DEM Parti heyeti, Silivri’deki Marmara Cezaevi’nde tutuklu bulunan Ekrem İmamoğlu ile birlikte 9 kişiyi ziyaret etti. İmamoğlu, görüşmede barış sürecine tam desteğini açıkladı ve “barış için hazırız” mesajı verdi.
DEM Parti Eş Genel Başkanı Tuncer Bakırhan, İmamoğlu’nun yanı sıra diğer belediye başkanları ve milletvekillerini de ziyaret ettiklerini belirtti. Bakırhan, görüştükleri tüm siyasi tutsakların barış sürecini desteklediklerini ve başarıya ulaşması için üzerlerine düşen görevi yerine getireceklerini söylediklerini aktardı.
İmamoğlu, Türkiye ve bölgede yaşanan olumsuz gelişmelere rağmen barışın konuşulmasını “en fazla umutlandıran gelişme” olarak değerlendirdi, Türkiye halklarına selamlarını iletti ve barış sürecine aktif destek sözü verdi.
“CEZAEVLERİNDEKİ EN BÜYÜK SORUN UZUN TUTUKLULUK”
Bakırhan, cezaevlerinin en büyük sorununu uzun tutukluluk süreci ve adil olmayan yargılamalar olarak tanımladı. DEM Parti Eş Genel Başkanı Bakırhan, “Umarım önümüzdeki dönem tutuksuz yargılamalar olur, adil yargılamalar olur, siyasi davalar son bulur” dedi.
DEM Parti Eş Genel Başkanı Tülay Hatimoğulları, İmamoğlu’nun “barış ve demokrasinin birbirine sıkı sıkıya bağlı olduğu” vurgusunu önemsediklerini belirtti. Hatimoğulları, “Bir ülke demokratikleştikçe barışı, barışı tesis ettikçe demokrasiyi sağlar” dedi.
İmamoğlu’nun “Ayrımcılık Türkiye’ye yakışmaz, ülkede acı yaşayan her yeri tedavi etmek durumundayız” mesajının anlamlı olduğu vurgulandı, “iç cephenin tahkim edilmesi için Türkiye’deki tüm farklılıklara yaşam hakkı tanınması gerektiği” ifade edildi.

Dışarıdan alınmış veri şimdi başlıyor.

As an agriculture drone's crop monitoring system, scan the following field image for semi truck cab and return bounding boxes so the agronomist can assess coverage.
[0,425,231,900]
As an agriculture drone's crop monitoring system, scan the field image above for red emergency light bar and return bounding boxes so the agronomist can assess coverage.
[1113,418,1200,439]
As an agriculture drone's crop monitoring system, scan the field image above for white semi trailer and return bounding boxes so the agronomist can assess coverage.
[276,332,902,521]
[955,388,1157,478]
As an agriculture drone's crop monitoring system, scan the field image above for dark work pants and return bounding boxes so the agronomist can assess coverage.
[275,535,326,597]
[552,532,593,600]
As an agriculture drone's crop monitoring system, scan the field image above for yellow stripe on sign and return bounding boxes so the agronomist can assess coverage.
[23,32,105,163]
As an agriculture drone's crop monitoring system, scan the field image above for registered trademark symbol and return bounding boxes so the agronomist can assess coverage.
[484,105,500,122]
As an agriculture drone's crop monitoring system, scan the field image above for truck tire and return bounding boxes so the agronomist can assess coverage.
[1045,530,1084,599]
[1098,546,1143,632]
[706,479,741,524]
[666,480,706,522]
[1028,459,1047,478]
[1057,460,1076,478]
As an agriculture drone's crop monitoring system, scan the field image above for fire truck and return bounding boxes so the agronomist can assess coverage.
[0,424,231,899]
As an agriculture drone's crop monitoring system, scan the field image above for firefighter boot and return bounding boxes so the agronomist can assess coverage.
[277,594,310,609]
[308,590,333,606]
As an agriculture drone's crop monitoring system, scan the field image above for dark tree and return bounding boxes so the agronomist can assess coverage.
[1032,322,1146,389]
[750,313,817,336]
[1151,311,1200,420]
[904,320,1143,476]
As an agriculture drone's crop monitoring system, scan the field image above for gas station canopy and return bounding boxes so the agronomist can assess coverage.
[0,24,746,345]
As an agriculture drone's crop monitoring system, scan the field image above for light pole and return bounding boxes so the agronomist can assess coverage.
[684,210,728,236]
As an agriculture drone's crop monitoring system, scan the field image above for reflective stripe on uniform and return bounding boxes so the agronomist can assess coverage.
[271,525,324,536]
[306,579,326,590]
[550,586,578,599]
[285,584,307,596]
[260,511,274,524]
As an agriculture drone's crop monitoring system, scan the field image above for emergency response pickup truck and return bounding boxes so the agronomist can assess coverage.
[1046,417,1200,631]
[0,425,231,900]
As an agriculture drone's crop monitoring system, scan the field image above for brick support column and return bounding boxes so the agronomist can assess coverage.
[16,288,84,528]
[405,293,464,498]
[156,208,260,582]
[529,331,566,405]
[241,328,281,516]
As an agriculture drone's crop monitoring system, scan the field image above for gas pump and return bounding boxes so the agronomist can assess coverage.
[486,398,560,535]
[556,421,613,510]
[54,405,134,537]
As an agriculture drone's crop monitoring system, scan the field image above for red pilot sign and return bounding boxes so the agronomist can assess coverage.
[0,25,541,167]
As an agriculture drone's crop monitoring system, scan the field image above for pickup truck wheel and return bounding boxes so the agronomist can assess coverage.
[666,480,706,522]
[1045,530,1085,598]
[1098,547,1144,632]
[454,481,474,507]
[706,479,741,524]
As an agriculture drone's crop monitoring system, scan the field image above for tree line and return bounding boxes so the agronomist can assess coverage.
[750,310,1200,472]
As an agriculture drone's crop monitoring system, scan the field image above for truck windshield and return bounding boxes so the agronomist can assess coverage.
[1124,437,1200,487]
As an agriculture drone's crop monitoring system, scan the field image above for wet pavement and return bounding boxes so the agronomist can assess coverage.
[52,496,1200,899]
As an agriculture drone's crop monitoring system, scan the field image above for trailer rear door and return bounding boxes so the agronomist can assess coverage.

YARGININ SİYASALLAŞMASI ELEŞTİRİSİ
Hatimoğulları, cezaevindeki tutsakların en büyük şikayetinin yargının siyasallaşması olduğunu söyledi, seçilmişlere yönelik operasyonların Türkiye’de antidemokratik uygulamaların temel göstergesi olduğu belirtildi.
DEM Parti Eş Genel Başkanı Hatimoğulları, “Seçme ve seçilme hakkı demokrasinin vazgeçilmez asgari koşuludur. İnsanlar demokratik zeminde siyaset yürüttükleri için hapishanelerde olamazlar” dedi.
SÜREÇ İÇİN BÜYÜK SORUMLULUK
Bakırhan, Ortadoğu ve dünyadaki gelişmelerin barış sürecinin başarıya ulaşması için büyük sorumluluk yüklediğini ifade etti, “Daha demokratik, daha barışçıl, siyasi davaların olmadığı, hukukun ve yargının tarafsız bağımsız davrandığı bir süreci hep birlikte yaşarız” dedi.